Gene Set Enrichment Analysis (GSEA)
GSEA was used to explore the up-downregulations among different pathways associated with Sp1 in STAD. The functional gene set was set to c2.cp.kegg.v7.4.symbols.gmt, the analysis parameters were "No collapse", the number of permutations was set to "1000", the permutation type was set to "Phenotype", and the above files were analyzed by GSEA software (version 3.0). In this study, GESA was used to explore Kyoto Encyclopedia of Genes and Genomes (KEGG) pathways significantly associated with high and low Sp1 expression, and mapped the top five pathways. P-value < 0.05 and FDR < 0.25 were considered statistically significant.
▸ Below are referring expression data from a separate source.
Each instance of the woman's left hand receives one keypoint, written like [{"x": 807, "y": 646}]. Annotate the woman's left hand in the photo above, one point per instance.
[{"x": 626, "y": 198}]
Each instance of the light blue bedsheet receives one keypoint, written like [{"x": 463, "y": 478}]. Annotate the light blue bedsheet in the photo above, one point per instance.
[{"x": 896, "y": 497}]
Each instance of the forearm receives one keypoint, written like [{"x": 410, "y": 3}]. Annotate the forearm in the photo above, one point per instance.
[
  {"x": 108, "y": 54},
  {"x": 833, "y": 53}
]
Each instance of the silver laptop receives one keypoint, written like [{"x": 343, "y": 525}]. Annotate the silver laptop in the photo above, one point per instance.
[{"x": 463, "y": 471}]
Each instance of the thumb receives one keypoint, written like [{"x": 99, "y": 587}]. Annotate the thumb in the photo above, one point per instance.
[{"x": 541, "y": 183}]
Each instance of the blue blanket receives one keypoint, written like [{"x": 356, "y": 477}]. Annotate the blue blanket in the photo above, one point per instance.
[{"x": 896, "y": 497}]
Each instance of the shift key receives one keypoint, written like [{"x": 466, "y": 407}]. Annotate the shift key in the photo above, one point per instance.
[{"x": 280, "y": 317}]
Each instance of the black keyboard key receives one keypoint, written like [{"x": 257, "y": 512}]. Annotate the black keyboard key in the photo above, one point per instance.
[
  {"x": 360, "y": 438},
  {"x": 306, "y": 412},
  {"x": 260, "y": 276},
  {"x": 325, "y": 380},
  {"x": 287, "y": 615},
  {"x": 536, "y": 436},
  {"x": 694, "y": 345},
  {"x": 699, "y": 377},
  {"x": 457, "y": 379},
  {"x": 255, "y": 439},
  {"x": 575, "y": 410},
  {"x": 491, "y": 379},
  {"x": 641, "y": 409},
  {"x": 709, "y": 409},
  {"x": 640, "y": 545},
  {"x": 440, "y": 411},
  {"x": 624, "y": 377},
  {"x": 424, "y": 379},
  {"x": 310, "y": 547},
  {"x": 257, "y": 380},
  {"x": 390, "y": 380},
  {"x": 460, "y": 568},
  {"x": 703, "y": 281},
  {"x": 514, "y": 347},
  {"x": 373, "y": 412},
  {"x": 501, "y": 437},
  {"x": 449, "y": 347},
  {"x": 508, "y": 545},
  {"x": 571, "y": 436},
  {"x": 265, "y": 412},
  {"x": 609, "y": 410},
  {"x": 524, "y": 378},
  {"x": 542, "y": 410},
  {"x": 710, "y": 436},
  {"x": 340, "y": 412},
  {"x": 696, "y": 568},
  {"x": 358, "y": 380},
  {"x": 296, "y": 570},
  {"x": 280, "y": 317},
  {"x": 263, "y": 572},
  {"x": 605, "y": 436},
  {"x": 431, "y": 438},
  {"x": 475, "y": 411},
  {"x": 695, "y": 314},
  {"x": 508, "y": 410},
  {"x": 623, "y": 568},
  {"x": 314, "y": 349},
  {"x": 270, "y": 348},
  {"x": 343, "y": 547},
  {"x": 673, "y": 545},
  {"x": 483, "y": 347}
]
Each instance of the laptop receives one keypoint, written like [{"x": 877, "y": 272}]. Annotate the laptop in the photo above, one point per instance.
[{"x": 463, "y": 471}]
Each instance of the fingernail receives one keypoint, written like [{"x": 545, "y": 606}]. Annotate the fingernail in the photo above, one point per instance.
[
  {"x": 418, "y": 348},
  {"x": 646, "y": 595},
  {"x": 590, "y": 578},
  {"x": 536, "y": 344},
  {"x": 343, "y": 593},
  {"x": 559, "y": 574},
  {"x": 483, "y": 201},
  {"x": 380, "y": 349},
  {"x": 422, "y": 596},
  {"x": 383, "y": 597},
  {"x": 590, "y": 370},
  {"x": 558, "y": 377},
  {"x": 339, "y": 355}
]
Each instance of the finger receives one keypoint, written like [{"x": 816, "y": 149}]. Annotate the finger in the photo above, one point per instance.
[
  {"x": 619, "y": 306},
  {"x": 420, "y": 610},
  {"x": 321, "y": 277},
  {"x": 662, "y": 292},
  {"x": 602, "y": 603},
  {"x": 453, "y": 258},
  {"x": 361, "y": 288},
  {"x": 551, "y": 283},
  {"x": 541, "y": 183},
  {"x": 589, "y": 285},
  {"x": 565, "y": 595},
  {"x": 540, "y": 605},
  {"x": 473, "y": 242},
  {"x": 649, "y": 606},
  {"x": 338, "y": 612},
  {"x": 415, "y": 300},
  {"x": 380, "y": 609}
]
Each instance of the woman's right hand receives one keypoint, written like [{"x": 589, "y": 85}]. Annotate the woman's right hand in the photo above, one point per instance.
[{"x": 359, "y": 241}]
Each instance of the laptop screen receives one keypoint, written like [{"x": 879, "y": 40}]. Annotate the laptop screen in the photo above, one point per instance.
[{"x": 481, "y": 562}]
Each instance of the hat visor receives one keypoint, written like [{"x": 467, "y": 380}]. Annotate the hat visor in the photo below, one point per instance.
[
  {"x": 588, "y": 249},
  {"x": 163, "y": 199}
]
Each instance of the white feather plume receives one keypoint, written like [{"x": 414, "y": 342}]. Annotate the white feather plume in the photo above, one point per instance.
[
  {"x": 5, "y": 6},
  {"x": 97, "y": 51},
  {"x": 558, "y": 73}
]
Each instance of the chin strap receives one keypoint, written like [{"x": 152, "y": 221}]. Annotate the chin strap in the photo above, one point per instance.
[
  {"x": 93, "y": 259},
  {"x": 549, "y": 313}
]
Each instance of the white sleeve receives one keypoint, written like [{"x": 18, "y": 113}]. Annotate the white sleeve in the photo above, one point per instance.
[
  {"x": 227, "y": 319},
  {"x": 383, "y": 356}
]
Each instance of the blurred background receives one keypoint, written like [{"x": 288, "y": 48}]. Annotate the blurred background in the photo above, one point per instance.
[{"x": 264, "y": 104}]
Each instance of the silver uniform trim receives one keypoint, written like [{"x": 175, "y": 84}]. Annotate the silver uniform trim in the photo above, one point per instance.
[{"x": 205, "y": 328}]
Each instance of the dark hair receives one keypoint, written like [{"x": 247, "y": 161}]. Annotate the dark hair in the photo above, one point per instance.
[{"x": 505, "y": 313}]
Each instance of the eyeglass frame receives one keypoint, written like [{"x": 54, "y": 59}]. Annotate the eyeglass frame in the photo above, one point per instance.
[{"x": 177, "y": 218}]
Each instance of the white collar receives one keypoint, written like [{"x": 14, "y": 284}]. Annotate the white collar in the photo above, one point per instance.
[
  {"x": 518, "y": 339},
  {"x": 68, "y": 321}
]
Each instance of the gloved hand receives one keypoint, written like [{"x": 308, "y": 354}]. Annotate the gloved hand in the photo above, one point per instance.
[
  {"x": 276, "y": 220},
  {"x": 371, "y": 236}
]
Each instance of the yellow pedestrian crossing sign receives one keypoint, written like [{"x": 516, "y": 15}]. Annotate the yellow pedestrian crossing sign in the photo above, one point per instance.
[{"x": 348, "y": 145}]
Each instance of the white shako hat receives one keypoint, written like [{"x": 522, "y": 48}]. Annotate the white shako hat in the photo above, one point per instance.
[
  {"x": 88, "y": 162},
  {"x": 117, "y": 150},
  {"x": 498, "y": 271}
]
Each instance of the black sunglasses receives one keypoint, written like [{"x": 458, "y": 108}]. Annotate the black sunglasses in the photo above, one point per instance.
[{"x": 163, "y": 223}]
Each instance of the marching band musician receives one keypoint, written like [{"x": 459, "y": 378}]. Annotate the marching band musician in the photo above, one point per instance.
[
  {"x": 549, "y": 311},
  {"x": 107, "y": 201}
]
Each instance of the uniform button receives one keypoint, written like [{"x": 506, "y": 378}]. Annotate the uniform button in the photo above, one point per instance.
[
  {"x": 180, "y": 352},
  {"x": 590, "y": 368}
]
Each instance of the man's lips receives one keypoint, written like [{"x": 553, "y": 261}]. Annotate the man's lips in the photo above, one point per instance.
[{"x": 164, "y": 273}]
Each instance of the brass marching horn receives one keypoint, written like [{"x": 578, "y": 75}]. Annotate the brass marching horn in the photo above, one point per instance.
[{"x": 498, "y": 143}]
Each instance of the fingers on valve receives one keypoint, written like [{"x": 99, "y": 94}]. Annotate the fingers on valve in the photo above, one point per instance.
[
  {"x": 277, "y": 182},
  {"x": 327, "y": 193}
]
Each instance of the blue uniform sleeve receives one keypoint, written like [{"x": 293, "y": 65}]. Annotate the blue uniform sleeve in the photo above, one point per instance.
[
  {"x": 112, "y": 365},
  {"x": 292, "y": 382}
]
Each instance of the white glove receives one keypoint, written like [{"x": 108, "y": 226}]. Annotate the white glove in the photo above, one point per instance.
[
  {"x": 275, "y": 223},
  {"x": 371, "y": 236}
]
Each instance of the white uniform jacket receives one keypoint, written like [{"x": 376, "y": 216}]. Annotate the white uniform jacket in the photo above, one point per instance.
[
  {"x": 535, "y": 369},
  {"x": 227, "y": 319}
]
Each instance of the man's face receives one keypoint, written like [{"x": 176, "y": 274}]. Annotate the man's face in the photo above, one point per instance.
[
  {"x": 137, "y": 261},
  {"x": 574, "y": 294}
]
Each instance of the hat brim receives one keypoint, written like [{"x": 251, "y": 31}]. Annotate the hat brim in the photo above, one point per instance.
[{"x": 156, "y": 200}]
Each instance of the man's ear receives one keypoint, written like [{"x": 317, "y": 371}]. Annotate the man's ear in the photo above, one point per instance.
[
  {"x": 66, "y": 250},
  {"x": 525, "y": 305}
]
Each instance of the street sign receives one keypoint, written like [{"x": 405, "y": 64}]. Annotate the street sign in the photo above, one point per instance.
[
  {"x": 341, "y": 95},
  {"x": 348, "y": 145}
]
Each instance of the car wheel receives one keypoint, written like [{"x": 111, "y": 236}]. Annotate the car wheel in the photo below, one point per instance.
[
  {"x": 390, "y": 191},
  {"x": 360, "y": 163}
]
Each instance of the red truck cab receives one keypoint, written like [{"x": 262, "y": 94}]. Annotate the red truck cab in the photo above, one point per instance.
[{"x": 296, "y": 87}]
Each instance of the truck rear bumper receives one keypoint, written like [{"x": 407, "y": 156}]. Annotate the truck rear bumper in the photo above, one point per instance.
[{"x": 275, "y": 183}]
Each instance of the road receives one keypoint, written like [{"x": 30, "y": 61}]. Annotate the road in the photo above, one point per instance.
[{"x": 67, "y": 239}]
The scRNA-seq data analysis
The GC scRNA-seq data (GSE163558) were obtained from the GEO database (https://www.ncbi.nlm.nih.gov/geo/), which included 10 fresh human tissue samples of six patients, including primary tumors, adjacent non-tumoral samples, and six metastases from various organs or tissues (liver, peritoneum, ovary, lymph node). Data filtering and preprocessing were conducted using the R package “Seurat”. The initial screening criteria included: genes expressed in at least three cells; each cell expresses at least 250 genes; the percentage feature set function was used to calculate the percentage of mitochondria and rRNA, ensuring that each cell expresses more than 200 genes and less than 5000 genes; mitochondrial genes comprising less than 15% of the total genome. Following data filtering, samples were merged for further analysis. To address batch effects and integrate different single-cell transcriptome samples, the FindIntegrationAnchors and IntegrateData functions in the Seurat package were employed, identifying 4000 highly variable genes with the FindVariableFeatures function.Then, principal component analysis (PCA) was performed using the RunPCA function. Cell clustering was carried out with the FindNeighbors and FindClusters functions (resolution = 0.1, dim = 50). Dimensionality reduction was achieved using the UMAP method. Marker genes for each cluster were identified using the FindAllMarkers function (logFC = 0.75, min.pct = 0.25, p-adj < 0.05).